1 +1 = 2 + 1 +1 = 4
Mais
1 + 0 ca fait toujours 1
Quand les uns se mélangent aux 2, histoire de ne plus faire 1 avec une bulle en plus, ca fait toujours 1.
Alors on additionne, tout le temps, souvent, au boulot, en week-end, à Berck, à Bergues, au Maroc, en concert, au dessert, à l'apéro qui se prolonge toujours en pizza et gâteaux, on multiplie, à
l'infini et puis ca fait trop 1 + 1 + 1 + 1 + 1 + 2 + 3 += ca fait trop, vraiment trop, alors on recommence 1+ 0 ca fait toujours 1, c'est malin...
On se rapproche, on sms, on s'emaile, on s'appelle, on pense qu'on nous entendra, on double les alertes desfois que ça se voit pas, on ouvre des portes, on laisse aller la vie, café chez moi,
ptit déj chez eux, souper chez elle.
On pense parfois aux bonnes moeurs, aux "on-dit" : pas trop souvent, pas en même temps, pas envahi(s)(e), ca finira dans les orties.

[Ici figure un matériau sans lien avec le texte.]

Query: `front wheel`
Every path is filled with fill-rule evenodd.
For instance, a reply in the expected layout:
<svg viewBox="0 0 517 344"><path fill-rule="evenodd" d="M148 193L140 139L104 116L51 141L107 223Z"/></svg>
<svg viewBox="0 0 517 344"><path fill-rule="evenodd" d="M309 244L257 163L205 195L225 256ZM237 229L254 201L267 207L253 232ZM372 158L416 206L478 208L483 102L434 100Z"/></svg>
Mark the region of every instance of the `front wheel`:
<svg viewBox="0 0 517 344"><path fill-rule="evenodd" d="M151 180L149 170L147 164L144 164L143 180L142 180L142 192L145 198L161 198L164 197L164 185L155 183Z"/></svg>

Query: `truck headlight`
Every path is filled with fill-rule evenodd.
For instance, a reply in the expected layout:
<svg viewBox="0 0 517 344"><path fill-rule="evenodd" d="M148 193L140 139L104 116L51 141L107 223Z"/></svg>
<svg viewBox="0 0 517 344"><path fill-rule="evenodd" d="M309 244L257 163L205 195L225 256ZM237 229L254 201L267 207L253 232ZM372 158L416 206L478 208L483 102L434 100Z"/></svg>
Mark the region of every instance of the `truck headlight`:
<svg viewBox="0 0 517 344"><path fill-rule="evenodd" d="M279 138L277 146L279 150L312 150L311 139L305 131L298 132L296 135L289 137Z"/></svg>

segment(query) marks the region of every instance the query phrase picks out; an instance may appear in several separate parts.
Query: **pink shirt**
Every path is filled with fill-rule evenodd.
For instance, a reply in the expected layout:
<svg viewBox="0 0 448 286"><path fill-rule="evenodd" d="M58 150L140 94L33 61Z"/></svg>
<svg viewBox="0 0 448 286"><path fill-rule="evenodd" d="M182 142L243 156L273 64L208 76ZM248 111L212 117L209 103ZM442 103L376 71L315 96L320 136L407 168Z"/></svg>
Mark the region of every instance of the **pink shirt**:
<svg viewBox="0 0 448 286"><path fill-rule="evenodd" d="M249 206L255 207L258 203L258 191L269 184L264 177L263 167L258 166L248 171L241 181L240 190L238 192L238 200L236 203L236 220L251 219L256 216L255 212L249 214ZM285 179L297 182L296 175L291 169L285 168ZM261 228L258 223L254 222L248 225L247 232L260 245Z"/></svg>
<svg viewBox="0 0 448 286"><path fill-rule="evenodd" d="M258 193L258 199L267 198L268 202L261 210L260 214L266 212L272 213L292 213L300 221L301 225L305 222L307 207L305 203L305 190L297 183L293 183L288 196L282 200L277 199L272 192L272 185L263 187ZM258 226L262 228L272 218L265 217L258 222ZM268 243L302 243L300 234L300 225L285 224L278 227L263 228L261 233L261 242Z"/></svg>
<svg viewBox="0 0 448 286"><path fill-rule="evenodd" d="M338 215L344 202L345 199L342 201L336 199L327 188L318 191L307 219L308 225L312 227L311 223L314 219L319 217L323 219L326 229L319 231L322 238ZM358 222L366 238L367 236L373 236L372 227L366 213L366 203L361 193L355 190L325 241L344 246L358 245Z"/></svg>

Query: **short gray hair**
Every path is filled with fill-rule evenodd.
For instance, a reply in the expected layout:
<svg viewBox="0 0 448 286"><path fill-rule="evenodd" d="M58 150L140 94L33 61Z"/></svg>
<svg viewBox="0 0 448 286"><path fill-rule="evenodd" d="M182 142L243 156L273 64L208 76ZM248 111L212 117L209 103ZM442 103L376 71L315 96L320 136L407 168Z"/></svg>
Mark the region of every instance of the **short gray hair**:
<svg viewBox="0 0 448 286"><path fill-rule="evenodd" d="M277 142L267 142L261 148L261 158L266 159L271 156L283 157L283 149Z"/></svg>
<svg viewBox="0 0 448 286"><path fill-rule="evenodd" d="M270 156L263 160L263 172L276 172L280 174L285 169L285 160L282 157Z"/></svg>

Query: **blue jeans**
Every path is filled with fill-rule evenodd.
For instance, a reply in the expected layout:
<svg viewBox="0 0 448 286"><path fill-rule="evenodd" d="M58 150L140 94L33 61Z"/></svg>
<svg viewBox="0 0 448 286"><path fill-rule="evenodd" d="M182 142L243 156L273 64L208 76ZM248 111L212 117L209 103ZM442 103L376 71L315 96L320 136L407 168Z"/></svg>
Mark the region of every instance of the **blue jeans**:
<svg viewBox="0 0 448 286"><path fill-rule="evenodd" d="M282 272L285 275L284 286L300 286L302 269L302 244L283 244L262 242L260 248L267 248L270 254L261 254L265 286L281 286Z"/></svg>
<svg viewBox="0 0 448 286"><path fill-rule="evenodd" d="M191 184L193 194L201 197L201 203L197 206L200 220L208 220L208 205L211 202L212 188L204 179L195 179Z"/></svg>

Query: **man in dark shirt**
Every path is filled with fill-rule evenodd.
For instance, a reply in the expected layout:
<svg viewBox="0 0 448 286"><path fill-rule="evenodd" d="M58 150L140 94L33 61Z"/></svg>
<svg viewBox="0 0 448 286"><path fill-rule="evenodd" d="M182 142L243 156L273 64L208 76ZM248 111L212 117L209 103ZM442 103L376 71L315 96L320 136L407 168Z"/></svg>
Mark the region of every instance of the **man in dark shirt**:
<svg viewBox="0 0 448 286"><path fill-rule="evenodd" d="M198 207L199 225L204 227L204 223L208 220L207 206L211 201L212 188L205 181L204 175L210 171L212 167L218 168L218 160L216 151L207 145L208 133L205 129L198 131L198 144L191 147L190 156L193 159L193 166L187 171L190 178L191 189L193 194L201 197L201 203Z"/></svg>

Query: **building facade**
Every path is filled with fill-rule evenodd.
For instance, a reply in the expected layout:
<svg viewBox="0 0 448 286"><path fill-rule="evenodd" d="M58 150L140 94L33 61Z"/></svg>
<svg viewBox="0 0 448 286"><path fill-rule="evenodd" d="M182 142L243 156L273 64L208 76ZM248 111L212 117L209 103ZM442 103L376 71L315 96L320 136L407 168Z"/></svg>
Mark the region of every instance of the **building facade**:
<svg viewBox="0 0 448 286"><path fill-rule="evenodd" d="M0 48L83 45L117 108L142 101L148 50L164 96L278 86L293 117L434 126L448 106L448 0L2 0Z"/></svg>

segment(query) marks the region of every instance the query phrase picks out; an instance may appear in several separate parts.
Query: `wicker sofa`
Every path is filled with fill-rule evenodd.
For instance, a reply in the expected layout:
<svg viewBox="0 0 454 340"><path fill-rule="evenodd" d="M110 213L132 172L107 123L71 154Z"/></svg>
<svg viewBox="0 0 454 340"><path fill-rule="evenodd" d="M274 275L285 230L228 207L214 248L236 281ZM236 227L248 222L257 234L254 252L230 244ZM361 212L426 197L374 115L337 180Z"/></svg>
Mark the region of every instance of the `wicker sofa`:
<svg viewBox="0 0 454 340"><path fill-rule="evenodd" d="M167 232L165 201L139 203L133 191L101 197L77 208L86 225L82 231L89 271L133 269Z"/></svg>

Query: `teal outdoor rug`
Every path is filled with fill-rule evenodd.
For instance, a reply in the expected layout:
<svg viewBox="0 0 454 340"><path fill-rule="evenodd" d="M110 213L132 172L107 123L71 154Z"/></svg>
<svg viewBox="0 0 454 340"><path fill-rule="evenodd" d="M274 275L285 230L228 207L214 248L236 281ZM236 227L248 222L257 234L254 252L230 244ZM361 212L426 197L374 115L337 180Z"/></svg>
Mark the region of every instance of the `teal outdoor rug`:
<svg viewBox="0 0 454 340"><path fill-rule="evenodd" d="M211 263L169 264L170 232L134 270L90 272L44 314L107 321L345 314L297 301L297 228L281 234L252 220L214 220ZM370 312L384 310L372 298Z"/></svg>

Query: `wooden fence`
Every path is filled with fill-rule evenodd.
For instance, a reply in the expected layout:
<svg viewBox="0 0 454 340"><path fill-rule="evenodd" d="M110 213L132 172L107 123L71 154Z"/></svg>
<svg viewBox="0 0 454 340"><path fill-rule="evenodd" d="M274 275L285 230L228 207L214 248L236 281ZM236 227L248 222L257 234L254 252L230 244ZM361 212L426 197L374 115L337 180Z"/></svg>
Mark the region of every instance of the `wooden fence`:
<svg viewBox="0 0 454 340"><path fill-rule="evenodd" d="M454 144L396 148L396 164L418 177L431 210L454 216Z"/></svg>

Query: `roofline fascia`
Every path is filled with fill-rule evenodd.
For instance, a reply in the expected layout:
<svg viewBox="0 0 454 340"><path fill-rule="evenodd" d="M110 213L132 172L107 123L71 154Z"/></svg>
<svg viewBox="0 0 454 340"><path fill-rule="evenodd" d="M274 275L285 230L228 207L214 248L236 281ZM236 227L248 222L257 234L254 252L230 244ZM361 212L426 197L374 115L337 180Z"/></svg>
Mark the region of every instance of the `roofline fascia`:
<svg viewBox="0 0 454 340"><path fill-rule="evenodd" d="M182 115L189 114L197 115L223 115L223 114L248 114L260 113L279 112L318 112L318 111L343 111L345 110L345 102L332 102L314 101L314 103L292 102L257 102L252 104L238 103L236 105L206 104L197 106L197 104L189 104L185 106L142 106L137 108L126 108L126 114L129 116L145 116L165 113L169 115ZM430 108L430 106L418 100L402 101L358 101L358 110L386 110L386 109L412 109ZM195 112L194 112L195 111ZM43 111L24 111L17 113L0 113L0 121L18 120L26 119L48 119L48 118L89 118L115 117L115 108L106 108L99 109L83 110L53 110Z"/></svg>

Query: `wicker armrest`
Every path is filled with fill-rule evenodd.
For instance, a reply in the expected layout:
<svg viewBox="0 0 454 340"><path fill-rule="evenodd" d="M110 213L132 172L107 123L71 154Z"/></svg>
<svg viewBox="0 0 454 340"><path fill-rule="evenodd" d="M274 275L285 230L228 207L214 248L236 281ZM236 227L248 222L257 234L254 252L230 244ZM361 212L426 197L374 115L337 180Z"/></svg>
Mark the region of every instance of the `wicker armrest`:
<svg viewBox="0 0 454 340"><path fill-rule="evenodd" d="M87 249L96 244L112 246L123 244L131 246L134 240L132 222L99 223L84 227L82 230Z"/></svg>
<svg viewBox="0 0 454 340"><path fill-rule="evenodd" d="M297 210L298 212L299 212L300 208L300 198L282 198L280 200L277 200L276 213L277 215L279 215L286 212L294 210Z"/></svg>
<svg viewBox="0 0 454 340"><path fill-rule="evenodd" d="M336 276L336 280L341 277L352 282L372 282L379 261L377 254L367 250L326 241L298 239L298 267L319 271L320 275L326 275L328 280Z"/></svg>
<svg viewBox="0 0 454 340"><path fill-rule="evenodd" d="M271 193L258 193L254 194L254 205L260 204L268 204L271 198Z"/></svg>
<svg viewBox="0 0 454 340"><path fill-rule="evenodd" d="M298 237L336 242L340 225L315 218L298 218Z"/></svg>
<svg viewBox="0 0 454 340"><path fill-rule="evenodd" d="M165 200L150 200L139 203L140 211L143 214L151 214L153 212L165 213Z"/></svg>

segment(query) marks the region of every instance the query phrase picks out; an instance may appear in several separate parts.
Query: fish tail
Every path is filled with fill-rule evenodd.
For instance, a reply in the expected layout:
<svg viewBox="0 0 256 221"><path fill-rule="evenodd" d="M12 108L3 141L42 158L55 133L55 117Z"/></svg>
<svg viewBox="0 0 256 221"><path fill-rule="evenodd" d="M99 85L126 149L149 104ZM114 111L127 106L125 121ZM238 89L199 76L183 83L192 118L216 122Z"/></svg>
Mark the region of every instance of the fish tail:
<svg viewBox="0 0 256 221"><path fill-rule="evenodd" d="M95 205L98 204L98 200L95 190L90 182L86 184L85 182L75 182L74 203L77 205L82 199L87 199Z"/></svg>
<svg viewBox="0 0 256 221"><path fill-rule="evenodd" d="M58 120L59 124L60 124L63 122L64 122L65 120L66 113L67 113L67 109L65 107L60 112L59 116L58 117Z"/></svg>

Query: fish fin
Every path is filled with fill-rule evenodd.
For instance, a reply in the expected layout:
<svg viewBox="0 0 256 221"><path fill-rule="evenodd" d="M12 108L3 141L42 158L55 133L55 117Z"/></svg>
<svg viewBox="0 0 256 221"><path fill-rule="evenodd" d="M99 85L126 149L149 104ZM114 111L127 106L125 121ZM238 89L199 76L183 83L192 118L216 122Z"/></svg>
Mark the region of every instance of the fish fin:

On le sait mais on continue, samedi dimanche et vendredi aussi. Parfois même en pleine semaine, pour rien, pour tout, pour l'occasion, qui font les larrons, pour se bercer, pour se sentir
vivant.
Ils sont 2, ou 3 et moi et moi. Il est seul ou 2 ou 4 mais ça change pas. Faire la vaisselle, laver parterre, pousser des pierres, refaire le monde, pleurer sur une épaule, rire d'être odieux,
d'être gâteux, d'être possessif, explosif, abusif.
A découvert, en marche arrière, regarder la terre avec tous ses solitaires, qui se tiennent la main, ou un bout du coeur, pour avancer jusqu'à demain.
Parfois, on s'arrête et on regarde le film, de nos vies. On voit les jaloux, les envieux, les "pas nous", les 1 qui se croient 2, les 2 qui se savent seuls, les 3 qui en ramènent 2.
On repart backstage, quand on était dans les coulisses, quand on avait rien vu quand on ne savait pas, qu'on ne se connaissait pas, qu'on ne s'aimait pas.
Et on est épaté, éclaté, effaré. On se dit que la vie fait bien le bien qu'elle veut faire pour ne laisser personne en arrière. Derrière nos paupières, il y a des jours de prières, des jours de
galère, des coeurs brisés par la mort, les départs, les vacarmes mais on rebondit à deux pieds.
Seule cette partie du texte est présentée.